Christina Smylitopoulos
Program
About the work…
I specialize in eighteenth-century art and visual culture. An award-winning researcher, I examine British graphic satire and extended practices of art collections. I have received research grants from, among others, the Social Science and Humanities Research Council of Canada (Insight Development Grant; Connection Grants); the Ontario Ministry of Science, Research, and Innovation; the Huntington Library, the Swann Foundation for Caricature and Cartoon (Library of Congress), the Lewis Walpole Library (Yale), and the Houghton Library (Harvard University). My essays have appeared in Revue d'art canadienne/Canadian Art Review (RACAR); The British Art Journal, Eighteenth-Century Life, Word and Image in the Long Eighteenth Century: An Interdisciplinary Dialogue; INHA’s (l’Institut national d’histoire de l’art) journal, and I have reviewed for Oxford Art Journal, RACAR, The Historian, University of Toronto Quarterly, and caa.reviews.

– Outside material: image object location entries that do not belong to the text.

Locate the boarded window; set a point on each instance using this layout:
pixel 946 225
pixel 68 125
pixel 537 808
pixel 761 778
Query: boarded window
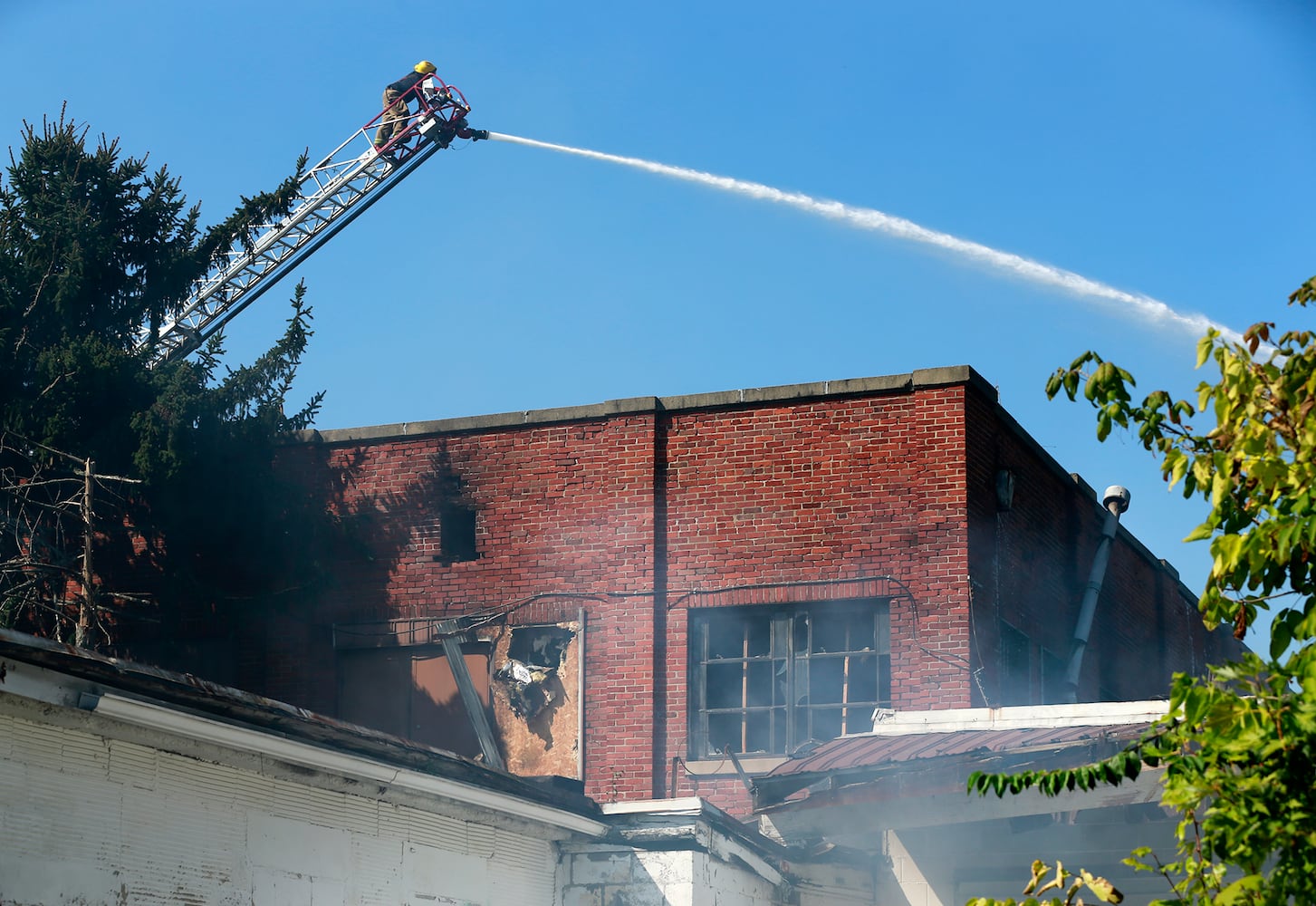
pixel 456 534
pixel 769 680
pixel 411 691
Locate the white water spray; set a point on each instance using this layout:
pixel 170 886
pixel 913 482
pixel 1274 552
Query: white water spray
pixel 1145 307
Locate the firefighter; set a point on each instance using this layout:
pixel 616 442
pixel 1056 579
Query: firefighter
pixel 395 108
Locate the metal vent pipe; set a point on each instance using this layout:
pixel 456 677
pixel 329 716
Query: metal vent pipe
pixel 1116 501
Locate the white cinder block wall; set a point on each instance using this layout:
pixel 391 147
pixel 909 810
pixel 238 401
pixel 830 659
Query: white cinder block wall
pixel 87 819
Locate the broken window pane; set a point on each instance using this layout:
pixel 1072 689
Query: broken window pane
pixel 754 702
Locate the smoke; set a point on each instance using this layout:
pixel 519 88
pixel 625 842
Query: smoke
pixel 1145 308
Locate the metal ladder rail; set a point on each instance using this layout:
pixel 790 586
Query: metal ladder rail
pixel 343 188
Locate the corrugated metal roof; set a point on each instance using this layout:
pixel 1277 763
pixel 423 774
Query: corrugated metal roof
pixel 850 752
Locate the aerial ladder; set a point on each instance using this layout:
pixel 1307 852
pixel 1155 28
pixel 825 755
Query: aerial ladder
pixel 331 195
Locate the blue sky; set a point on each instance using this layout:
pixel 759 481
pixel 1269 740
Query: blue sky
pixel 1162 149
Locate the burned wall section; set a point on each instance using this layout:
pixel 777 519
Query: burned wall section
pixel 621 520
pixel 537 699
pixel 562 511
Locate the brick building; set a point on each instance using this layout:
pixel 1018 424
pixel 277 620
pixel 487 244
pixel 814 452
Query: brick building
pixel 647 586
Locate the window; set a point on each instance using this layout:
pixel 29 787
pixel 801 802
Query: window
pixel 456 534
pixel 411 691
pixel 1016 667
pixel 770 680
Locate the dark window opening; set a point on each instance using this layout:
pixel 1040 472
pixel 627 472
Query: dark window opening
pixel 456 534
pixel 411 691
pixel 770 680
pixel 1016 667
pixel 1054 691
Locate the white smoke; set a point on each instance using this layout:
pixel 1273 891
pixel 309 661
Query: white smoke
pixel 1152 311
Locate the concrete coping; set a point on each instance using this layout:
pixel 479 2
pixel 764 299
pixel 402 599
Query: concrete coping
pixel 892 383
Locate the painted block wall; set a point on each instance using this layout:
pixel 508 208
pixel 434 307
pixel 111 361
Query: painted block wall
pixel 89 819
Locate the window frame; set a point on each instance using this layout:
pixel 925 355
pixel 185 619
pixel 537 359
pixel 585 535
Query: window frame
pixel 784 651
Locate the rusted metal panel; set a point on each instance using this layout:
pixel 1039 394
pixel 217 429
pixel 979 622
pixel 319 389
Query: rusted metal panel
pixel 537 699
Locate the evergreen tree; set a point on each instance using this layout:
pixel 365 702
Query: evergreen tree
pixel 103 458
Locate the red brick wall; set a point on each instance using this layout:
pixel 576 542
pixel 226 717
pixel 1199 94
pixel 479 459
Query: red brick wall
pixel 636 513
pixel 1032 563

How art can improve life...
My research examines the critical responses to contentious change in the late eighteenth century and how the aesthetics of graphic satire influenced the development of modern art, more broadly. I also have a research stream that examines how skills in visual observation can be improved by engaging with works in art collections. My research improves life by underscoring the importance of art in developing our understanding of socio-politics over time and in sharpening skills of sustained looking.
Why Choose SOFAM at UofG for graduate studies?
Our graduate program has a strong emphasis in historiographic and theoretical art history but also provides practical skills in collections management and teaching. We fund our students well and provide hands-on training through Graduate Service Assistantships and Graduate Teaching Assistantships, along with other opportunities tied to faculty research that might include among others, scholarly event planning, preparing exhibitions, and exhibition catalogues.